To prepare S.b-filtered supernatants, lyophilized S.b powder was dissolved in DMEM media (100 mg/ml, i.e., 10%) overnight in 37°C with shaking as previously described (6). The culture was then centrifuged at 4,000 rpm at 4°C, followed by a filtration through a 0.22-μm filter to remove the yeast cells. The filtered supernatants were then used to treat the serum-starved cells. The control group was incubated with serum-free DMEM without S.b-filtered supernatant.
Actin cytoskeleton staining.
Culture conditions of cells in the ActinGreen staining studies were the same as the cell rounding experiments. Two drops of ActinGreen reagent (R37110, ThermoFisher, Canoga Park, CA) were added to the culture (1 ml) during the last hour of the experiments. At the end of the incubation period, one drop of DAPI solution (Sc-24941, Santa Cruz) was added to the cell cultures and a coverslip was placed. Stained cells were observed under a confocal microscope: green = actin; blue = nuclei.
PCR analysis of C. difficile toxin A and B genes in cecal content.
To detect presence of C. difficile toxin A (tcdA) and toxin B (tcdB) genes in cecal contents, fresh cecal contents were collected into Eppendorf tubes and snapped frozen in dry ice, followed by storage in −80°C. We used 200 mg of cecal content per hamster to prepare bacterial DNA using QIAamp DNA Stool Mini Kit (no. 51504, Qiagen, Valencia, CA). The DNA concentration was measured by a Nanodrop machine and was then normalized to 100 ng per PCR reaction with water. The PCR detection of tcdA and tcdB was performed in separate reactions as previously described (34). All sample reactions were performed in duplicate. After 40 cycles of PCR amplification, the Ct values were used to evaluate the presence or absence of tcdA and tcdB genes. High Ct value (∼35–40) or absence of Ct value indicates the absence of tcdA and tcdB in cecal content. Low Ct value below 35 indicates the presence of tcdA and tcdB in cecal content.
Statistical analysis.
Quantitative results were expressed with error bars as means ± SE. Results were analyzed using Prism professional statistics software program (GraphPad, San Diego, CA). We used Mann-Whitney U two-tailed test for intergroup comparison unless otherwise specified. For all animal experiments, n = 5 hamsters per group.
RESULTS
Live, but not heated, S. boulardii significantly inhibited C. difficile strain VPI10463-mediated cecal inflammation in hamsters.
As shown by a previous report, live S.b is effective in protecting from C. difficile infection in hamsters (5). To establish this model in our laboratory, we administered clindamycin via oral gavage 5 days before C. difficile inoculation as suggested by a previous report (10). Hamsters were then infected with C. difficile strain VPI10463 as described in Fig. 1A. After 48 h, we collected cecal content, cecal tissues, and serum samples for further analyses.
We observed that C. difficile-mediated intestinal inflammation was evident primarily in the cecum (Fig. 1B). Tissue damage was characteristic of mild mucosal erosion/ulceration, severe neutrophil infiltration, and moderate mucosal edema.
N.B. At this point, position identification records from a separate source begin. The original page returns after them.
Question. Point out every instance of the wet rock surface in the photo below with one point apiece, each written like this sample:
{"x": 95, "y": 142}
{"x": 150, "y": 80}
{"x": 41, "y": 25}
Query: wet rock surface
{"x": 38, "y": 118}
Images of C. difficile-infected hamsters are shown for evaluation (Fig. 1B). These quantitative changes were assessed by a histological score previously used by us (19, 41). Oral administration of live S.b improved C. difficile-mediated cecal tissue damage as shown by the reduced histology score (Fig. 1, B and D), consistent with a previous report (5). However, this improvement was not observed in hamsters fed with the same amount of heated S.b. This finding indicates that the anti-inflammatory effect of S.b was mediated by live S.b only.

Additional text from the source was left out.